Accounts Receivable Financing

Accounts Receivable Factoring is sometimes called “Invoice Factoring.” It refers to when a business sells unpaid invoices to an accounts receivable factoring company or a “Factor” for a discounted rate. It is now the job of the factoring company to collect the payment from your customer. Once the factoring company collects from the client, they pay the small business owner the remainder of the invoice amount, minus factoring fees. Invoice factoring loans are a solution for small business owners who experience a long lapse between when a service is rendered and when the invoice is paid. This type of financial transaction allows the business owner to receive payment on their accounts receivables sooner than they usually would have.

How it Works

When you sell your accounts receivable to a third-party factoring company, the discounted purchase price gets calculated using what’s known as a factor rate. Here’s an example. Let’s say you sold $20,000 of outstanding receivables. And let’s say the factor rate is 3%. The purchase price of your receivables would then be $20,000 less minus the factor rate. So, you’d receive 97% of $20,000. This means the factor company would buy your receivables for $19,400. However, this does not mean you would receive $19,400 immediately.

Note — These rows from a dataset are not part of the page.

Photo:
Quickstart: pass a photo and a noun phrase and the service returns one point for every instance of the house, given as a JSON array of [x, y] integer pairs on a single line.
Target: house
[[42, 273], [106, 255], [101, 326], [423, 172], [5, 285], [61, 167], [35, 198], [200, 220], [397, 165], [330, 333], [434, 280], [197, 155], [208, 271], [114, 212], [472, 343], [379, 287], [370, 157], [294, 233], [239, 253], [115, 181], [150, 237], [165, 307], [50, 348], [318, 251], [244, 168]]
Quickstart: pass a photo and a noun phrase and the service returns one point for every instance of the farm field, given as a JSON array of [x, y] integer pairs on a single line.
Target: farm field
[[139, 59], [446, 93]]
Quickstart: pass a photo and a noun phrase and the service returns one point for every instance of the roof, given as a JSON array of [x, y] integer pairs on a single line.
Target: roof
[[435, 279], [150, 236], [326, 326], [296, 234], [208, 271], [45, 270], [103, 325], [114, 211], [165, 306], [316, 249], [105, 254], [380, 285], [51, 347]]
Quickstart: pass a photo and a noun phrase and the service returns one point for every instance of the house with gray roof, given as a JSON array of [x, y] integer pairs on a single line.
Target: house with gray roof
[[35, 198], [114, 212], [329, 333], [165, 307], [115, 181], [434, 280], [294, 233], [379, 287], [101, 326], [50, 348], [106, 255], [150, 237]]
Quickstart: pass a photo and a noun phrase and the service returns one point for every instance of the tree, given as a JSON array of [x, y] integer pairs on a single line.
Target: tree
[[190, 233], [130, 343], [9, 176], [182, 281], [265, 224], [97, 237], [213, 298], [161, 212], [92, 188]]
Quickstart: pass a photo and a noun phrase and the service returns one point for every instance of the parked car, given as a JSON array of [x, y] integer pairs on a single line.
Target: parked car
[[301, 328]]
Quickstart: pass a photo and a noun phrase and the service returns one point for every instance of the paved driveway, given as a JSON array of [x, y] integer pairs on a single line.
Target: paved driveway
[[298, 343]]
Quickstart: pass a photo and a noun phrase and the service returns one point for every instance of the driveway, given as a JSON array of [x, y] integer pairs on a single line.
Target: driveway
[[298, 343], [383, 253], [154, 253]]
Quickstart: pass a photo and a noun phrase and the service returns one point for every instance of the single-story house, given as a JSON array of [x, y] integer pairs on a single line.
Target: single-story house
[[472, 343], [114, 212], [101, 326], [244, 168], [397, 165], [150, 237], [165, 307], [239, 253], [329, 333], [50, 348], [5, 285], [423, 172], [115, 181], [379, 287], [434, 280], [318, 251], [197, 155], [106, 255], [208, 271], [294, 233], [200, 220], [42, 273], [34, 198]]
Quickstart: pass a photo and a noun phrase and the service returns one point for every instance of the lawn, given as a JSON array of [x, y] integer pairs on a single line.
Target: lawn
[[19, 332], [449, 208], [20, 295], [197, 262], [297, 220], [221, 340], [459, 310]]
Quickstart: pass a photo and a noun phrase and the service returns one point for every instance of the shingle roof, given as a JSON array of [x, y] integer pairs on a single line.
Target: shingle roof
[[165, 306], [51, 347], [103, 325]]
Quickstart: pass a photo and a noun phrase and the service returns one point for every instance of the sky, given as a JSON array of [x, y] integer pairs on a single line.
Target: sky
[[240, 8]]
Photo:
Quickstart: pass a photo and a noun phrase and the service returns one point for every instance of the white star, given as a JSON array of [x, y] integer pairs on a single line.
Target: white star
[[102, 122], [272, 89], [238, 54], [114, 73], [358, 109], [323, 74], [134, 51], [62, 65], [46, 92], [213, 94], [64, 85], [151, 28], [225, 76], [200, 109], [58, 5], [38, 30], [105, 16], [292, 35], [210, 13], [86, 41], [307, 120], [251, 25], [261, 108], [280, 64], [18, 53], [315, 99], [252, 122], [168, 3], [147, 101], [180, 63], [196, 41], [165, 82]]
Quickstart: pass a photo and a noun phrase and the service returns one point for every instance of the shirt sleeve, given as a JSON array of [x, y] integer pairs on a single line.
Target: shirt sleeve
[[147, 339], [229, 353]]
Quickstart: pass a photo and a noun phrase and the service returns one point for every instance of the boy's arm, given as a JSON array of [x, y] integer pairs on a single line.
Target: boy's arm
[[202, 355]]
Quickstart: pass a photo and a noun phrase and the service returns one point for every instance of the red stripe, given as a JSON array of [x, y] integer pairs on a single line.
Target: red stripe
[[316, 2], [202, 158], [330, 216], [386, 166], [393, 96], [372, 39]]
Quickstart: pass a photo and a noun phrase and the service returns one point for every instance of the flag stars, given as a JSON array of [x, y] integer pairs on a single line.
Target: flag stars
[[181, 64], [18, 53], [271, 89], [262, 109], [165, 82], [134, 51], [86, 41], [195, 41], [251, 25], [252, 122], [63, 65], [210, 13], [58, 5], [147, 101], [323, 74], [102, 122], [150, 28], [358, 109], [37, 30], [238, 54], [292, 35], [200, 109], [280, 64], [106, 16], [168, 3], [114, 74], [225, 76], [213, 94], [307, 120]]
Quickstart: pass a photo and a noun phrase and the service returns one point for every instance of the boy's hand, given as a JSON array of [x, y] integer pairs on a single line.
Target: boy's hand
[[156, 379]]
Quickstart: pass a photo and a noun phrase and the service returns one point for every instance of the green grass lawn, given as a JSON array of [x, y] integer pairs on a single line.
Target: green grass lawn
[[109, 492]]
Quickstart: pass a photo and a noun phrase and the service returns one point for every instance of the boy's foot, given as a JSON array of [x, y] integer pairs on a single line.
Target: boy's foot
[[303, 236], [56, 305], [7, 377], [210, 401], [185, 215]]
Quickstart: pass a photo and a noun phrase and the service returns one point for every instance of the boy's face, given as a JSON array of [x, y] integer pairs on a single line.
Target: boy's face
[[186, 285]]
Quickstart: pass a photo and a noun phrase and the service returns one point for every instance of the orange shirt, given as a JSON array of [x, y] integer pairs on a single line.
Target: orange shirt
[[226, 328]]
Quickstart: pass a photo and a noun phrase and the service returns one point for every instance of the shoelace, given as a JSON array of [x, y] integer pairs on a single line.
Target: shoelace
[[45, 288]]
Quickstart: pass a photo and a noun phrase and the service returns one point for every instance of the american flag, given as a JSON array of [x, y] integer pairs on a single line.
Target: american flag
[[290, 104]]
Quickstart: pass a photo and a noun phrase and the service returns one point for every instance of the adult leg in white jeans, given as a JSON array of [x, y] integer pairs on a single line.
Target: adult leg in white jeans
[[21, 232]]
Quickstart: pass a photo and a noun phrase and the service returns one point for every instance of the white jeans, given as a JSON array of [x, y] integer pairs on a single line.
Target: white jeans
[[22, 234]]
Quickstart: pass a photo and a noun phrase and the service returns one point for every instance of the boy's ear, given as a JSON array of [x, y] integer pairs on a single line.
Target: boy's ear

Instead, you’re more likely to receive an upfront advance. For example, let’s use 85% of the purchase price. So, you would receive $16,490 now. And then, once the factor collects on your receivables, you’ll receive the remaining 15% (that works out to $2,910) of the purchase price of your receivables. If it takes longer than 1 month to collect your invoices, you may be charged an additional 3% per month until the invoices are paid.